Juiz Marco Adriano: Penso que a análise da questão perpassa por uma reflexão quanto a perspectiva do senso comum de qual o papel relegado aos negros na sociedade, ocupando geralmente funções secundárias e subalternas, e como isso reflete na exclusão e no racismo ainda presentes nos dias atuais. Daí a necessidade de compreensão do fenômeno do racismo com uma prática estrutural e excludente, já que poucos negros ocupam espaços de poder e cargos estratégicos.

Inclusive, esses fatores tem reflexos na própria compreensão da sociedade brasileira quanto ao fenômeno do racismo, pois muitos ainda afirmam que no Brasil não há racismo, o que evidencia uma tendência de naturalização de comportamentos discriminatórios como se fossem aceitáveis e normais, constituindo-se, portanto, numa prática velada e que tem contornos ainda mais reprováveis e mais difíceis de serem combatidos, pois ficam subjacentes, encobertos e dissimulados.

Desta forma, partindo-se dessa perspectiva crítica e anti-hegemônica, talvez o primeiro passo a ser dado seja o reconhecimento da existência do racismo enquanto prática discriminatória em nossa país, e ato contínuo, a reprovação social de tais condutas, não mais as concebendo como naturais, adotando-se uma postura antirracista, o que reforça a necessidade de espaço de fala institucionalizados para a abordagem pluralista e consolidação de políticas públicas que contribuam para a erradicação do racismo e das mais diversas formas de discriminação.

Antonio Carlos: Por que há até hoje muitos registros escondidos na nossa história, que interferem diretamente no protagonismo negro distanciando os afrodescendentes do poder político e não conhecendo a sua origem e a sua história a partir da herança cultural negra?

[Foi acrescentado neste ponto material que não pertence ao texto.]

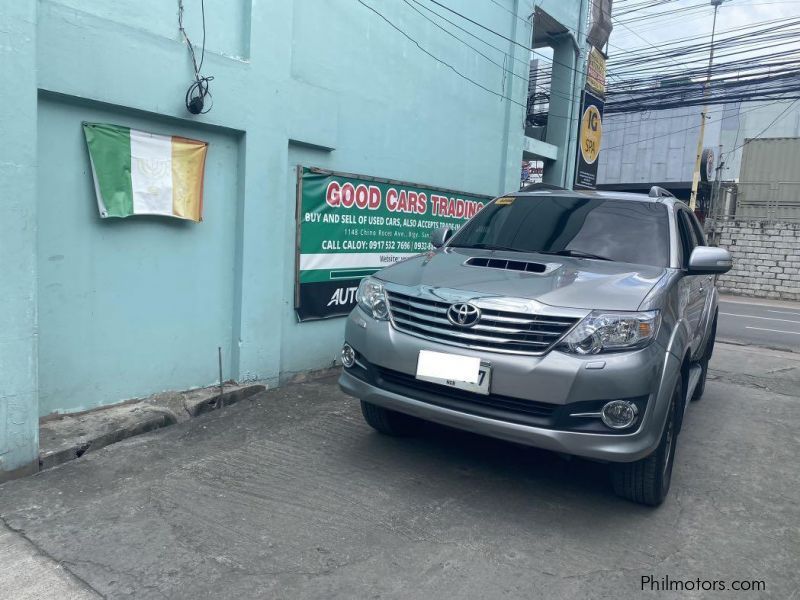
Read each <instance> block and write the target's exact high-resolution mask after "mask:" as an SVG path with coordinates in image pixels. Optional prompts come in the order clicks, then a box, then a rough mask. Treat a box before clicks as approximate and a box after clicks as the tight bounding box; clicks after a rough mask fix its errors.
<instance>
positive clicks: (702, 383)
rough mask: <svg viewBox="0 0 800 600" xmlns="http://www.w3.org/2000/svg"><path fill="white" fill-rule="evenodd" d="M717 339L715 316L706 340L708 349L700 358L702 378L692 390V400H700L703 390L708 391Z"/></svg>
mask: <svg viewBox="0 0 800 600" xmlns="http://www.w3.org/2000/svg"><path fill="white" fill-rule="evenodd" d="M716 339H717V318H716V317H714V323H713V324H712V325H711V335H710V336H709V337H708V341H707V342H706V349H705V350H704V351H703V357H702V358H701V359H700V367H701V368H702V369H703V372H702V374H701V375H700V380H699V381H698V382H697V385H696V386H695V388H694V392H692V400H700V398H702V397H703V392H705V391H706V378H707V377H708V363H709V362H710V361H711V355H712V354H713V353H714V343H715V341H716Z"/></svg>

Juiz Marco Adriano: Trata-se da influência do discurso hegemônico consolidado durante longos anos, que inferioriza a história e o papel dos negros no processo de construção social do Brasil, e reverbera o ocultamento do racismo, da discriminação e do preconceito racial.
Nessa linha, são valiosas as políticas públicas mais recentes, especialmente no cenário Pós-Constitucional de 1988, que consagraram instrumentos de visibilidade da temática racial, entre elas, o estabelecimento de ações afirmativas, como garantia de justiça social e racial, a proteção a tolerância religiosa e das manifestações das culturas populares afro-brasileiras e das datas comemorativas de alta significação, reconhecendo a importância no processo civilizatório nacional e a inclusão no currículo oficial da Rede de Ensino a obrigatoriedade da temática "História e Cultura Afro-Brasileira", bem como, os Tratados Internacionais de que o Brasil é signatário, entre eles a Declaração Internacional de Direitos Humanos e a Convenção Internacional sobre a Eliminação de Todas as Formas de Discriminação Racial.

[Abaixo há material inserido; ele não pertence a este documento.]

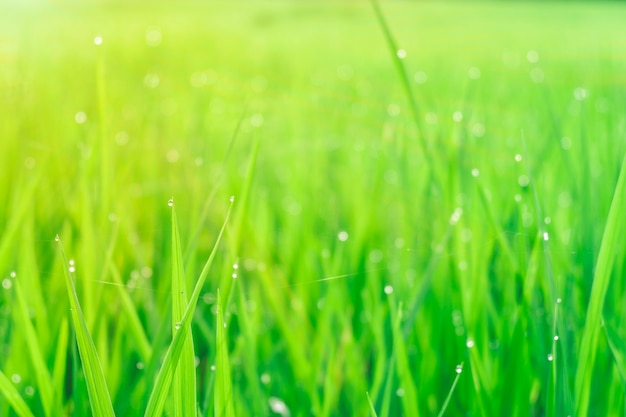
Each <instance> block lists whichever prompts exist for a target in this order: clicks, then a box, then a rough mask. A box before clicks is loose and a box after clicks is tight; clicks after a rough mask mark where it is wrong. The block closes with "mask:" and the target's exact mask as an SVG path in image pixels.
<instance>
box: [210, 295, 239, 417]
mask: <svg viewBox="0 0 626 417" xmlns="http://www.w3.org/2000/svg"><path fill="white" fill-rule="evenodd" d="M222 309H223V306H222V303H221V301H220V293H219V291H218V292H217V325H216V329H217V330H216V339H215V341H216V344H217V355H216V356H217V360H216V370H215V373H216V376H215V378H216V381H215V392H214V400H213V402H214V404H215V417H234V416H235V408H234V404H233V385H232V383H231V378H230V363H229V360H228V343H227V341H226V334H225V333H226V321H224V312H223V311H222Z"/></svg>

Destarte, trata-se de um processo progressivo de ressignificação das contribuições e do protagonismo dos negros na sociedade, e da construção de uma identificação e emancipação a partir de novas perspectivas, que certamente contribuirão para a consolidação de uma política destinada a eliminar a discriminação racial em todas as suas formas.

Nesse cenário, destaca-se a instituição do Comitê de Diversidade do TJMA neste mês de julho de 2020, no qual se comemora o Dia Internacional Nelson Mandella (18/07) e o Dia Internacional da Mulher Negra Latino-Americana e Caribenha e Dia Nacional da Mulher Negra Brasileira (25/07), tendo entre seus objetivos estratégicos promover a conscientização para a necessidade de respeito à diversidade e realizar eventos voltados para as questões referentes à diversidade, visando à erradicação de preconceitos e práticas discriminatórias.